Yes, we are dealing with a broken/non-compliant PLIC
implementation.
The RISC-V PLIC spec defines a very different behaviour for the
interrupt claim (i.e. readl(claim)) and interrupt completion (i.e.
writel(claim)). The T-HEAD PLIC implementation does things
different from what the RISC-V PLIC spec says because it will
mask an interrupt upon interrupt claim whereas PLIC spec says
it should only clear the interrupt pending bit (not mask the interrupt).

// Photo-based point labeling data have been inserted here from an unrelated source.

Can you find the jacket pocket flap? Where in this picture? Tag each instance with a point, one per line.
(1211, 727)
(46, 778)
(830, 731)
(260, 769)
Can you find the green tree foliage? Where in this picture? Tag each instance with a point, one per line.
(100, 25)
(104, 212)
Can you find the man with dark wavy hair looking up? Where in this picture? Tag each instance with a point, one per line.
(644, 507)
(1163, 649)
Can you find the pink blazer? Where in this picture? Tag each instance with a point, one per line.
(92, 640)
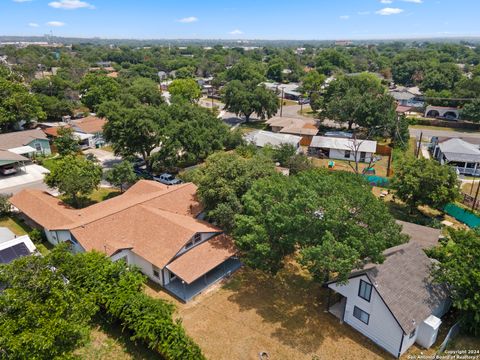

Quoting interrupt claim process (chapter 9) from PLIC spec:
"The PLIC can perform an interrupt claim by reading the claim/complete
register, which returns the ID of the highest priority pending interrupt or
zero if there is no pending interrupt. A successful claim will also atomically
clear the corresponding pending bit on the interrupt source."
Refer, https://github.com/riscv/riscv-plic-spec/blob/master/riscv-plic.adoc
Regards,
Anup
>
> M.
>
> --
> Without deviation from the norm, progress is not possible.